MQSeries.net :: View topic - Solved: TDS Data Pattern Problem

MQSeries.net

Tech Exchange

Education

Certifications

Library

Info Center

SupportPacs

FAQÂ Â

Usergroups

RSS Feed - WebSphere MQ Support

RSS Feed - Message Broker Support

MQSeries.net Forum Index » WebSphere Message Broker (ACE) Support » Solved: TDS Data Pattern Problem

Solved: TDS Data Pattern Problem

« View previous topic :: View next topic »

Author

Message

Decky

Posted: Wed Nov 23, 2005 7:52 am Post subject: Solved: TDS Data Pattern Problem

Novice

Joined: 16 May 2005
Posts: 16
Location: London UK

Hi,

I'm trying to create a message set in WBIMB to replace a NEON format. I think I'm on the right track but can't quite get it. The data comes in from a file that has been split into separate messages for each line with return characters removed. Basically there are two types of record:

HEADER - can consist of data such as 'START-OF-FILE', 'PROGRAMNAME=getdata', 'DATEFORMAT=yyyymmdd', '# Security Description', 'ANY_FIELD_NAME', 'FIELDNAME' - to sum up it's a non-fixed length, non-delimited field

DATA RECORD (2 types) - Pipe delimited data record ie: Field1|Field2|...lastField|

I am using my main compound type with Composition set to 'Choice' and in the TDS layer section Data Element Separation is set to 'Use Data Pattern'. Underneath this I have two elements - a simple string element for the header and a data element with a repeating child delimited by '|'.

I have made this work by using several different elements for each type of header each with a different data pattern. ie: 'START_OF.*', '.*=.*', '#.*'. But when I try to generalise these into one element and regex it all starts going wrong. When I make changes one time the data records will parse and then on another the header records or else the data records appear in the header element. I can't get the two to live in harmony. The main difference between the header and data records is that data records all contain the word 'Equity' and have pipes '|' as delimiters - a closing pipe also appears in the record.
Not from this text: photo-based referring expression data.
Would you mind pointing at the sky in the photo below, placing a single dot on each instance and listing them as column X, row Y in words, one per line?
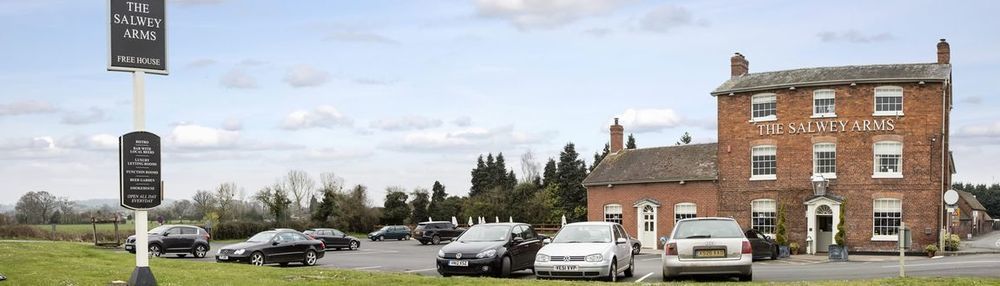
column 405, row 93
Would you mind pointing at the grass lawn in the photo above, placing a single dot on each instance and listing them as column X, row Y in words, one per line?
column 67, row 263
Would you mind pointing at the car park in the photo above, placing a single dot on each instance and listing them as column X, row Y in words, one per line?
column 274, row 246
column 397, row 232
column 763, row 246
column 490, row 249
column 707, row 246
column 434, row 232
column 334, row 238
column 586, row 250
column 179, row 239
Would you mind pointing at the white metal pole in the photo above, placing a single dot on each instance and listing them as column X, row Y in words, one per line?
column 139, row 123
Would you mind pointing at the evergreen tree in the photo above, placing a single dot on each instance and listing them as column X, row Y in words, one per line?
column 549, row 173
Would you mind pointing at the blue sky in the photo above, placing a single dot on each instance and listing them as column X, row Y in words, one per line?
column 404, row 93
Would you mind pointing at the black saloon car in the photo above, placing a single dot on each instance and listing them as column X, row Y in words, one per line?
column 179, row 239
column 334, row 238
column 763, row 246
column 274, row 246
column 397, row 232
column 490, row 249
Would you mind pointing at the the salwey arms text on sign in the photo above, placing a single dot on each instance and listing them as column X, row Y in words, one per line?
column 830, row 126
column 137, row 33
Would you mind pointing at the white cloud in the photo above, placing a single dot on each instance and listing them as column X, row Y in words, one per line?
column 26, row 107
column 92, row 115
column 411, row 122
column 648, row 120
column 306, row 76
column 853, row 36
column 665, row 18
column 323, row 116
column 191, row 136
column 531, row 14
column 237, row 78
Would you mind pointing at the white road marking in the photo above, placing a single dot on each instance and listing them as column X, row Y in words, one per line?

At the moment I have ([A-Za-z_ -#=]+[^\|]$) as my data pattern for the header and (.*Equity.*) for the records - I have also tried '.*\|$' and various other combinations. I'm guessing that as the parser has to choose between the elements it tries to match them in the order they appear? And then if they don't match will just try and parse with the last choice regardless? Correct me if I'm wrong, I'm not 100% sure how it works. Hopefully one of you can spot something as regexs aren't my strength

Cheers

Last edited by Decky on Wed Nov 23, 2005 9:04 am; edited 1 time in total

jefflowrey

Posted: Wed Nov 23, 2005 7:54 am Post subject:

Grand Poobah

Joined: 16 Oct 2002
Posts: 19981

Is your header only going to contain one piece of data ("START-OF-FILE","PROGRAMNAME=getdata", etc)? Or more than one?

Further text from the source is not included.